If the information is likely to be in a structured data source like a database, then the original question is combined with a tailored set of instructions and details about the database. Additionally, the system also searches previous queries to find similar queries which can be used for reference. All of these are then sent to Bedrock, which returns a SQL query that is used to retrieve the data from Athena. If there’s an error or no results, the system attempts to self-correct by providing error messages and more examples to improve the query.
An example would be a clinician asking, “What medications does the patient Tommy814 Sauer652 take?” The LLM would interpret this query, generate the appropriate SQL code, and retrieve the relevant information from the structured EHR data in HealthLake, presenting the results in a user-friendly, conversational format.
Alternatively, if the query involves unstructured data like “Search doctor’s notes for Tommy814’s socioeconomic status,” the LLM would leverage Amazon Kendra to find the most relevant clinical notes, summarize the pertinent information, and provide a concise response through the chatbot interface.
Walkthrough – Deploying the infrastructure stack
1. Prerequisites: you must have a default VPC setup and you must be in us-east-1.
2. Using the AWS Management Console, navigate to AWS Lake Formation. In the left pane, select ‘Administrative roles and tasks.’ Click the ‘Manage administrators’ button, and from the dropdown, find the IAM role you are going to use to launch the CloudFormation stack (likely the role you are currently logged in as). If you don’t know your IAM role, look to the right of the region dropdown in the upper right corner of the console screen. The ID displayed there follows the format of role/user@account-id.
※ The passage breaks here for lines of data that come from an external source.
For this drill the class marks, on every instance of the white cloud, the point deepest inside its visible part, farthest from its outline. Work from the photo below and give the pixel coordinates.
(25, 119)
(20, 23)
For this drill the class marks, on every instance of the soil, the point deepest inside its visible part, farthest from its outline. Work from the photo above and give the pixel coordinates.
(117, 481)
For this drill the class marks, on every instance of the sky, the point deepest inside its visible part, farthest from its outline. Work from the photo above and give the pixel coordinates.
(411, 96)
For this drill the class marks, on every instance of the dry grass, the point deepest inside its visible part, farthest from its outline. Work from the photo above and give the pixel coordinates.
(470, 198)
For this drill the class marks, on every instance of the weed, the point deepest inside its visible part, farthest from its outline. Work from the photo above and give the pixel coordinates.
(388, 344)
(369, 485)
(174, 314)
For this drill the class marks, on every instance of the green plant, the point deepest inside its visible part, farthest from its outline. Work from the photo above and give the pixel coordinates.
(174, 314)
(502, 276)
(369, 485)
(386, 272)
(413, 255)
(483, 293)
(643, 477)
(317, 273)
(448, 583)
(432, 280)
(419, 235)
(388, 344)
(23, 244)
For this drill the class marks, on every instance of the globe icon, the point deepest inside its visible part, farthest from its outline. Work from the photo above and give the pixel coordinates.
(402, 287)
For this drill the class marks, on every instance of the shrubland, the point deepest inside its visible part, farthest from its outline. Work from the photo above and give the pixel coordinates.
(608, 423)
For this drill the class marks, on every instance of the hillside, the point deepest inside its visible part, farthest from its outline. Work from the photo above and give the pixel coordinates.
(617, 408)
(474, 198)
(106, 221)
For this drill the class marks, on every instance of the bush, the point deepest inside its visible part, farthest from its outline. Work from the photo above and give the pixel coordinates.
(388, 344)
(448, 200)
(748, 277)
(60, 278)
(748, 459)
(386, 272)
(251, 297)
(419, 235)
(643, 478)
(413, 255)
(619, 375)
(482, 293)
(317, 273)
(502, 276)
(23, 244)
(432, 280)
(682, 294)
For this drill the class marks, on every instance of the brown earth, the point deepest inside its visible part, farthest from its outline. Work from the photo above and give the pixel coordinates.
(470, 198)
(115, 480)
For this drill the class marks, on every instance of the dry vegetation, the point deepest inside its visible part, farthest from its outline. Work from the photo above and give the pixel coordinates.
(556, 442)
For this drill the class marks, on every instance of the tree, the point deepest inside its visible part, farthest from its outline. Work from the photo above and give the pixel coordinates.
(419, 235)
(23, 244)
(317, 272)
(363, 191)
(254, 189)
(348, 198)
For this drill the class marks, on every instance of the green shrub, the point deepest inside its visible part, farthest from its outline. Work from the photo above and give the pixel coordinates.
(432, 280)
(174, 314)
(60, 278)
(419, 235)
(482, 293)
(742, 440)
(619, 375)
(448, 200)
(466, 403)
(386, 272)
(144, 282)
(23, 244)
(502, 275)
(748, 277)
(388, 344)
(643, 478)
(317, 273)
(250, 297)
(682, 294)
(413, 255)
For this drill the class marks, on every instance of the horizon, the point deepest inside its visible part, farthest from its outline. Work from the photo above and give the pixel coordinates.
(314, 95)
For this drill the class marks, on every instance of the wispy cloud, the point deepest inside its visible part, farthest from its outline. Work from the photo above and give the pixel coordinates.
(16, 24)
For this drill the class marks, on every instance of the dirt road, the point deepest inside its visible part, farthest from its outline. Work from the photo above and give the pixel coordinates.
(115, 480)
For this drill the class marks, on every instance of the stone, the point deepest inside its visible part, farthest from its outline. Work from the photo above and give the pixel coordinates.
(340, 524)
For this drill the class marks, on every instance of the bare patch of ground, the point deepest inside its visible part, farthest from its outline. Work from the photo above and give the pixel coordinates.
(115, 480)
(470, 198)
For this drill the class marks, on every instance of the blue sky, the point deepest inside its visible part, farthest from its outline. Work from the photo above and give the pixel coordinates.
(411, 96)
3. Using the AWS Management Console, navigate to Amazon Bedrock, click the three lines in the upper left to display the left pane, select ‘Model access’ in the left pane, select ‘Manage model access’ in the upper right, check the box next to ‘Claude 3 Sonnet,’ and then select ‘Save changes’ in the bottom right corner.
4. Launch the Stack.
5. Select I acknowledge that AWS CloudFormation might create IAM resources with custom names.
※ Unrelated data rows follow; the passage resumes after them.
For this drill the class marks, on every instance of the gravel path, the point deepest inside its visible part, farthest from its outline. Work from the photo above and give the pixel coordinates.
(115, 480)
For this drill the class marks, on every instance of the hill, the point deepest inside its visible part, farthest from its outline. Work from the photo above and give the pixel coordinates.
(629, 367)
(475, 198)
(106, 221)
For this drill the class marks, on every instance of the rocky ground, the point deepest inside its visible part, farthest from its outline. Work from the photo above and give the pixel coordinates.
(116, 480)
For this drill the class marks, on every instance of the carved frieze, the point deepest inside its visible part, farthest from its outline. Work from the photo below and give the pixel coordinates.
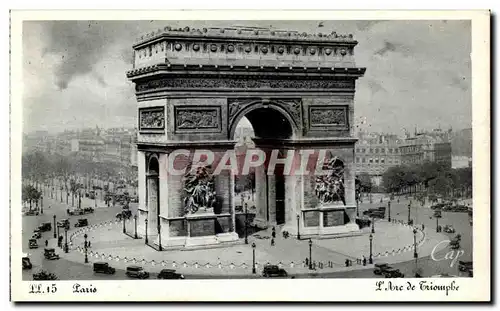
(293, 106)
(228, 83)
(197, 119)
(328, 116)
(152, 119)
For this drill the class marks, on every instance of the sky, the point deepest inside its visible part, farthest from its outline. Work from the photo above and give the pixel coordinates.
(418, 72)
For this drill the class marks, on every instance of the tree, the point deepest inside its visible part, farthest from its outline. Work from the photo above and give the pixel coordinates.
(365, 182)
(30, 195)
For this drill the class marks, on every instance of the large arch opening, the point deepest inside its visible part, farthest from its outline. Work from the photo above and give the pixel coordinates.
(260, 198)
(152, 195)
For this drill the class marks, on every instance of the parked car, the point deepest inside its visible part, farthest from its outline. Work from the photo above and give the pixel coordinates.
(437, 213)
(82, 222)
(27, 263)
(273, 271)
(103, 267)
(464, 265)
(31, 213)
(380, 268)
(136, 272)
(124, 214)
(46, 226)
(449, 229)
(169, 274)
(50, 254)
(393, 273)
(33, 243)
(363, 222)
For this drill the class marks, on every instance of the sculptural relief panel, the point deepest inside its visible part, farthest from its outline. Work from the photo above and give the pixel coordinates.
(198, 119)
(152, 119)
(327, 116)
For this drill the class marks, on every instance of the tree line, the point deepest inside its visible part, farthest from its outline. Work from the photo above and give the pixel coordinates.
(430, 177)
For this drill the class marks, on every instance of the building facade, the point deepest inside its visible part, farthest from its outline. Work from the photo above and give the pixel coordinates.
(433, 147)
(375, 153)
(193, 86)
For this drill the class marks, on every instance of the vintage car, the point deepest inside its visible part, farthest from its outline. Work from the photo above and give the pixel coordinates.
(470, 273)
(46, 226)
(124, 214)
(103, 267)
(33, 243)
(363, 222)
(50, 254)
(464, 266)
(273, 271)
(31, 213)
(82, 222)
(27, 263)
(169, 274)
(449, 229)
(136, 272)
(393, 273)
(379, 268)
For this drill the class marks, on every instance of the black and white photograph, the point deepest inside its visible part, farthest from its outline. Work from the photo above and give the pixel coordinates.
(192, 150)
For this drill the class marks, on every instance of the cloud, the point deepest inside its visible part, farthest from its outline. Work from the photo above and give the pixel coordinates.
(74, 71)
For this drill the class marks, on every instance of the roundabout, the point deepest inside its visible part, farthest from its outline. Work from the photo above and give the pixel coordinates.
(393, 242)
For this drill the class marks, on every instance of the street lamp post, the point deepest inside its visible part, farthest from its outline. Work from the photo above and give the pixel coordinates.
(86, 256)
(55, 236)
(124, 229)
(370, 259)
(409, 217)
(389, 208)
(159, 234)
(135, 225)
(253, 258)
(298, 227)
(146, 233)
(246, 223)
(310, 254)
(66, 239)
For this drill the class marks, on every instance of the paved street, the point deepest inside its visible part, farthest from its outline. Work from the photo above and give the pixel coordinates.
(73, 269)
6. Select I acknowledge that AWS CloudFormation might require the following capability: CAPABILITY_AUTO_EXPAND.
7. Choose Create stack.
8. Wait approximately 60 minutes for AWS CloudFormation to create the infrastructure stack and data.
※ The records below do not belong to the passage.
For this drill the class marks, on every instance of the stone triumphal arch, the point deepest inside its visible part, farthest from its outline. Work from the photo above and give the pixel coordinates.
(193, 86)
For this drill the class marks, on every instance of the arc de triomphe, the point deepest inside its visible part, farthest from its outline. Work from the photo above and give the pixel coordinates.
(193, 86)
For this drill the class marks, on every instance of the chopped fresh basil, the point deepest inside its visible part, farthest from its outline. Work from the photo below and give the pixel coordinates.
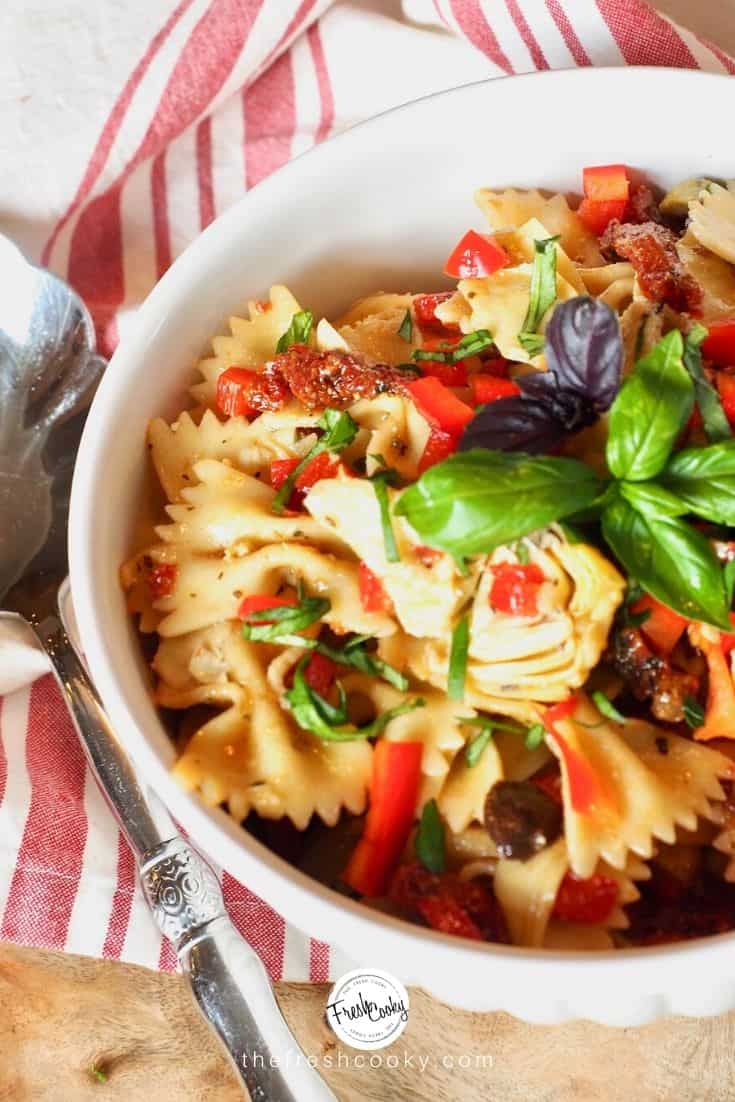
(693, 712)
(269, 625)
(299, 331)
(330, 722)
(406, 328)
(455, 684)
(534, 736)
(650, 410)
(716, 425)
(542, 293)
(338, 431)
(380, 487)
(429, 844)
(606, 708)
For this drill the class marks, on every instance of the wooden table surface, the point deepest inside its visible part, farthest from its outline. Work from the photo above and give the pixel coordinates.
(64, 1018)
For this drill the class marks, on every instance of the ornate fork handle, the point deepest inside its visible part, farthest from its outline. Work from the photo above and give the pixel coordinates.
(227, 978)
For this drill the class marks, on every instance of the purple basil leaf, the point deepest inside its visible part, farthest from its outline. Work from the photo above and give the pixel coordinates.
(514, 424)
(584, 350)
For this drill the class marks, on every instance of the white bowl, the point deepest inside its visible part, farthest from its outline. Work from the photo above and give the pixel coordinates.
(379, 207)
9. Navigate to CloudFormation and select the name of the stack you just created (default is ‘HealthLakeBot’).
10. Within that CloudFormation, select ‘Outputs’, and then the link associated with ‘WebAppUrl.’
Conclusion
This solution not only streamlines data exploration and analysis workflows but also democratizes data access across healthcare organizations. By abstracting away the complexities of search technology like SQL and enabling conversational interactions, non-technical users, such as RWE experts, clinicians, researchers, and data analysts, can easily access and analyze both structured and unstructured data sources, fostering cross-functional collaboration and knowledge-sharing. The solution’s ability to handle both structured and unstructured data sources can lead to better patient outcomes and accelerated research initiatives. Additionally, by simplifying the process of exploring real-world data (RWD), it allows experts to focus their efforts on innovation and generating real-world evidence (RWE), helping to provide better options for patients’ treatment and care.